Bachelor’s degree in Computer Science, AI, Data, or related field (or equivalent demonstrable experience that makes us ignore the degree requirement)
Customer presence: Sometimes we need to be in person with customers to present our cool ideas and solutions. And it’s great to have direct feedback at the table, so it’s expected that you’re willing to do some light travelling in Portugal, mainly around the offices areas (Lisboa, Porto, Aveiro)
Nice-to-Haves:
At least 6 months of hands-on experience using AI code assistance accelerators like Gemini Code Assist, Claude Code, Cursor, Windsurf, or similar tools, and you’re comfortable working with coding-focused LLMs such as Gemini, Claude Sonnet/Opus, or OpenAI-style code models to accelerate PoCs and solution experiments
6+ years building real AI or data projects, with some architecture responsibility
Master’s or PhD in a relevant field (but this won’t make up for lack of practical experience)

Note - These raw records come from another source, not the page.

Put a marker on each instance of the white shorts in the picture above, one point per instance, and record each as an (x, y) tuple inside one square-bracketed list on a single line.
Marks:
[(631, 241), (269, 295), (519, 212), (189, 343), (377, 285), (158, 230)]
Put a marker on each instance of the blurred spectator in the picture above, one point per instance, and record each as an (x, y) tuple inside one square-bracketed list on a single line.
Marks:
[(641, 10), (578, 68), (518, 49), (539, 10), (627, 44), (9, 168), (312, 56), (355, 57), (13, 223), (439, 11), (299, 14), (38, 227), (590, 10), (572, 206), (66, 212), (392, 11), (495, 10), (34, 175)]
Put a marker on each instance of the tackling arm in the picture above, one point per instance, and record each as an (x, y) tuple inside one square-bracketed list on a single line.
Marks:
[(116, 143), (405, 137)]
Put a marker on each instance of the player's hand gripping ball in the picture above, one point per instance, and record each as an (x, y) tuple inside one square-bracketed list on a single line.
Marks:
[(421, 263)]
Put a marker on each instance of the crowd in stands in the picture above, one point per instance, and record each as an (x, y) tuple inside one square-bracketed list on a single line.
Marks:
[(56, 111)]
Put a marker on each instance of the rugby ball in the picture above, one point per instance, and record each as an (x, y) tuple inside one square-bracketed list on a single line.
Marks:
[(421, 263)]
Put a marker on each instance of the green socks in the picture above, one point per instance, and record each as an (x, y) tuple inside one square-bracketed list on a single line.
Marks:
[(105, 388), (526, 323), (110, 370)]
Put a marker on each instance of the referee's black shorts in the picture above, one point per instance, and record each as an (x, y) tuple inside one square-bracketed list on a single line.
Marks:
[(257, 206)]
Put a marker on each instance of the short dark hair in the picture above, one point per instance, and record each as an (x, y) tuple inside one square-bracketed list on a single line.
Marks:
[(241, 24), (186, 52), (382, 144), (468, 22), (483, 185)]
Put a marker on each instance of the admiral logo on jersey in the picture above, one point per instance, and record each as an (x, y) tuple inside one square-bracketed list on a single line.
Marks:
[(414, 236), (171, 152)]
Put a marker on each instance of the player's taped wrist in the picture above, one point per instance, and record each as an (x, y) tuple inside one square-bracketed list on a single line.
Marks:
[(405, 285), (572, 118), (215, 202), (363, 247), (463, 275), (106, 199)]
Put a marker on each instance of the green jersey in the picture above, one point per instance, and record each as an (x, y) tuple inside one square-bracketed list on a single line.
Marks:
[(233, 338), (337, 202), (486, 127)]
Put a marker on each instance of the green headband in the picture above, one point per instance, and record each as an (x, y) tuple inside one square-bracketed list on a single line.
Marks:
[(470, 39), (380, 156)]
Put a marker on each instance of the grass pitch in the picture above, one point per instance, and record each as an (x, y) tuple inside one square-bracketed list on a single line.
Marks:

Infrastructure-as-code (Terraform, CloudFormation) and cloud governance (FinOps, IAM)
Docker and Kubernetes—you know containerization is more than “it works on my machine”
You’ve presented to C-suite or board-level stakeholders without flinching
You’ve actually failed at something ambitious and learned from it
Additional Information
What Devoteam Portugal Offers
Work on genuinely interesting problems – Not cookie-cutter consulting; we handle complex, end-to-end transformations in data, AI, and cloud
Room to grow – Directors, architects, specialists—we promote from within when you’re ready
Portugal vibes – We’re based in Portugal and proud of it: great weather, great food, and a growing tech scene. We work flexibly and remotely, but we genuinely like to meet up in person—office days, team days, meetups, and the occasional after-work drink are part of how we stay connected as a team
Tools & learning budget – We invest in your growth. Take courses, attend conferences, experiment with new tech
Collaboration over hierarchy – We’re lean and mean. You’ll talk directly to decision-makers, not through three layers of management
Flexibility– Remote work, flexible hours, and we actually trust you to get the job done
Performance-related Compensation - part of your compensation is directly tied to your performance, with conversion ratios and influenced revenue playing an important part. The better you are, the more you make!
The Devoteam Group works for equal opportunities, promoting its employees based on merit and actively fights against all forms of discrimination. We are convinced that diversity contributes to the creativity, dynamism and excellence of our organization. All of our vacancies are open to people with disabilities.